2020-07-29 –, Red Track
TemporalGPs.jl provides a single-function API to make inference in Gaussian processes (GPs) from Stheno.jl dramatically more efficient in the time-series setting. It makes it feasible to perform (almost) exact inference with 10s of millions of data points quickly on a laptop, and plays nicely with StaticArrays.jl and Zygote.jl.
Gaussian processes (GPs) are flexible probabilistic models for real-valued functions, and are standard tool for nonlinear regression. Their default implementation involves a costly Cholesky decompostion, yielding cubic computational costs in N (dataset size).
There is an increasingly-broad literature on a collection of techniques that cast certain classes of GPs for time-series (almost-exactly) as linear stochastic differential equations. This exposes a Markov structure that can be exploited to make the complexity of inference scale linearly in N.

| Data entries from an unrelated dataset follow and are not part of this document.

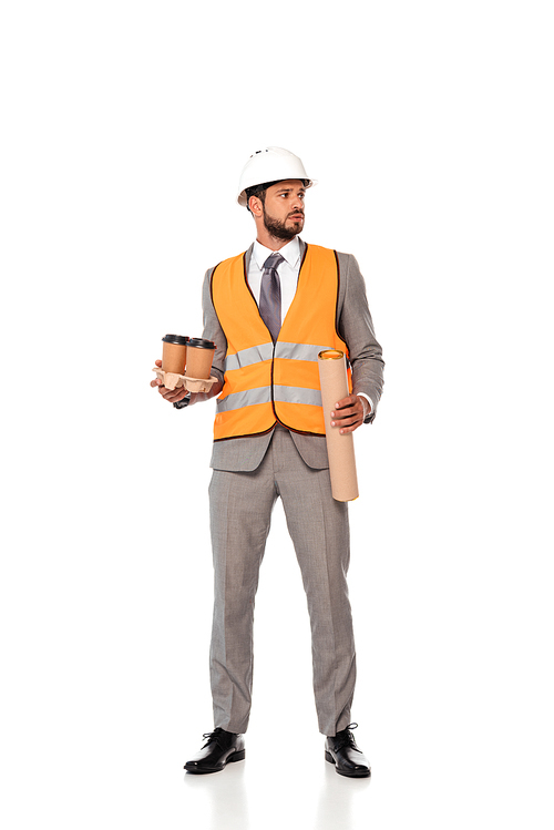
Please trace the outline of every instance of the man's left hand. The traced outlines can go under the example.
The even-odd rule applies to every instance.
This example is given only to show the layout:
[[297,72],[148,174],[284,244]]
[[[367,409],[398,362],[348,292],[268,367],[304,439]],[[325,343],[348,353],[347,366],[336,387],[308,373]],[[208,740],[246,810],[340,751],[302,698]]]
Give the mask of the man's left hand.
[[[366,408],[370,409],[368,401]],[[331,427],[338,427],[341,436],[353,432],[363,423],[365,413],[362,398],[359,394],[349,394],[348,398],[337,401],[331,412]]]

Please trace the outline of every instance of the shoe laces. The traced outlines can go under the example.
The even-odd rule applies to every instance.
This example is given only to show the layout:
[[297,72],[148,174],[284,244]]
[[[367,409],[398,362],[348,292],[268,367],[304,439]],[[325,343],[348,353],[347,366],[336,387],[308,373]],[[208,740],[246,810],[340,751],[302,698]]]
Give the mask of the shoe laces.
[[358,724],[348,724],[343,729],[340,730],[340,732],[337,732],[335,736],[335,751],[338,752],[339,749],[343,749],[343,747],[351,747],[352,749],[357,749],[358,752],[360,751],[358,747],[356,746],[356,740],[353,739],[353,735],[350,731],[350,729],[357,729]]
[[206,738],[206,742],[204,744],[202,748],[204,749],[205,747],[207,747],[208,744],[215,742],[217,744],[219,749],[225,749],[225,747],[222,744],[222,737],[223,737],[222,732],[223,732],[223,729],[220,726],[218,726],[217,729],[214,729],[213,732],[204,732],[202,737]]

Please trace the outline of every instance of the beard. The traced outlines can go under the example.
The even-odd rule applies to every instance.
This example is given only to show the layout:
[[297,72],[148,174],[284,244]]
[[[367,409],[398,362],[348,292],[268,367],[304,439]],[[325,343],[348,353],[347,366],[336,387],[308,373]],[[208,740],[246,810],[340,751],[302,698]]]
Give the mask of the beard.
[[285,222],[280,222],[279,219],[271,218],[271,216],[269,216],[266,213],[265,207],[263,207],[263,211],[264,211],[264,226],[267,233],[270,234],[274,237],[274,239],[280,239],[281,242],[290,242],[290,239],[294,239],[295,236],[297,236],[302,229],[304,222],[294,219],[293,224],[287,226]]

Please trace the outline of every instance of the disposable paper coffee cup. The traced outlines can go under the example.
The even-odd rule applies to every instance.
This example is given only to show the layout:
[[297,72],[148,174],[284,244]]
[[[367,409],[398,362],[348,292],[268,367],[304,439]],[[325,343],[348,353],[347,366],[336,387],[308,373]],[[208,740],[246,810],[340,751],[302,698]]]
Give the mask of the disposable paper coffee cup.
[[208,379],[212,371],[215,344],[212,340],[203,340],[193,337],[188,340],[186,349],[186,377]]
[[162,342],[164,345],[162,355],[163,371],[184,375],[188,337],[182,337],[181,335],[166,335],[165,337],[162,337]]

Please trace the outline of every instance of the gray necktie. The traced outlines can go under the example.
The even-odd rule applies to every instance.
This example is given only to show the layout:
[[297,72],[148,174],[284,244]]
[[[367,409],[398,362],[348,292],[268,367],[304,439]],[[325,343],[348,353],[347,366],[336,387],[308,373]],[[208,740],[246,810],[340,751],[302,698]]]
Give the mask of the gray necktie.
[[259,314],[271,332],[275,342],[280,331],[280,279],[277,266],[283,263],[280,254],[271,254],[264,263],[261,287],[259,291]]

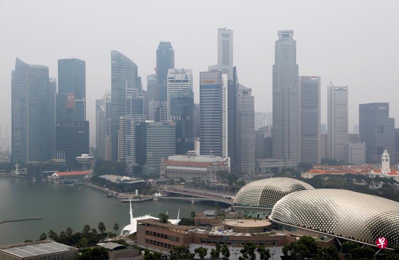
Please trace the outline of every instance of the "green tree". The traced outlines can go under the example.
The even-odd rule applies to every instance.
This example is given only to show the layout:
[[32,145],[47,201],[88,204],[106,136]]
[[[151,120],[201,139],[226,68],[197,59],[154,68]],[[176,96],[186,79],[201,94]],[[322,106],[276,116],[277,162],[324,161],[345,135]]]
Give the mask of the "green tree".
[[256,260],[256,255],[255,250],[256,246],[250,241],[245,243],[244,248],[240,250],[242,256],[238,258],[239,260]]
[[374,259],[376,252],[371,247],[367,246],[364,248],[357,248],[351,249],[349,253],[351,254],[351,258],[353,259],[367,259],[372,260]]
[[85,248],[78,255],[77,260],[102,260],[109,259],[108,252],[104,248]]
[[97,228],[98,229],[98,231],[100,231],[100,234],[101,235],[101,239],[104,239],[104,233],[106,230],[105,224],[102,222],[100,222],[98,223]]
[[200,247],[194,250],[194,253],[198,255],[198,257],[203,259],[208,254],[208,249]]
[[170,260],[178,260],[181,259],[192,259],[196,255],[190,253],[189,248],[185,245],[174,247],[169,252]]
[[355,249],[359,247],[359,245],[352,242],[352,241],[348,241],[344,243],[342,243],[341,246],[341,251],[344,254],[349,254],[349,252],[351,249]]
[[66,228],[66,230],[65,230],[65,233],[66,234],[66,235],[69,237],[69,236],[72,236],[72,235],[73,234],[73,231],[72,231],[70,227],[68,227]]
[[114,224],[114,230],[115,231],[115,234],[117,234],[118,232],[118,230],[119,229],[119,224],[118,223],[115,223]]
[[316,241],[313,238],[307,236],[304,236],[298,241],[297,244],[304,245],[306,246],[308,250],[309,250],[309,256],[302,256],[305,258],[308,258],[309,256],[314,256],[317,254],[317,245],[316,244]]
[[160,222],[165,224],[167,223],[168,221],[169,220],[169,216],[165,213],[161,213],[158,215],[158,218],[159,218]]
[[90,226],[86,224],[83,227],[83,230],[82,231],[82,236],[85,238],[89,238],[90,235]]
[[220,250],[221,255],[223,258],[228,258],[230,257],[230,250],[225,245],[223,245]]
[[270,257],[270,250],[265,248],[264,246],[259,246],[256,249],[256,252],[259,254],[260,260],[267,260]]
[[159,252],[152,252],[148,249],[144,250],[144,257],[141,260],[161,260],[162,254]]
[[82,238],[76,244],[76,247],[78,248],[86,248],[89,244],[89,241],[86,238]]
[[335,247],[327,247],[317,250],[317,260],[340,260],[340,254]]

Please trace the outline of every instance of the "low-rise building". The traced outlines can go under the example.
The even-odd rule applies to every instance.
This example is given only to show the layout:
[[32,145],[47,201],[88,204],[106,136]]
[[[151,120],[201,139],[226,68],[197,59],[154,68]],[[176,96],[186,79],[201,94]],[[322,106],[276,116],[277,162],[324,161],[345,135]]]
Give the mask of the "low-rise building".
[[230,171],[229,158],[209,155],[174,155],[162,159],[161,177],[183,178],[186,181],[214,181],[219,171]]
[[78,249],[49,240],[0,247],[1,260],[63,259],[76,260]]
[[91,176],[90,171],[78,171],[54,173],[48,176],[48,179],[51,181],[84,180],[90,178]]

TemporalGPs.jl implements the above techniques, and provides a function that takes a Stheno.jl GP and constructs an (almost) equivalent linear SDE, which in turn exposes the same API as a Stheno.jl GP (modulo some restrictions).
The only other publicly available implementation of these techniques is available in the famous GPML Matlab package. Moreover, at the time of writing there isn't a publicly available implementation on these techniques that can be used in conjunction with reverse-mode algorithmic differentiation (to the best of the author's knowledge).
In this talk I'll present the user-facing API, show some basic benchmarking / empirical results, briefly discuss some technical challenges, and conclude with the package's future direct.
Will is a PhD student in the Machine Learning Group at the University of Cambridge. His research focuses on the scalability of Gaussian processes, how software should be implemented to make using them a pleasant experience, and how they can be utilised in climate science.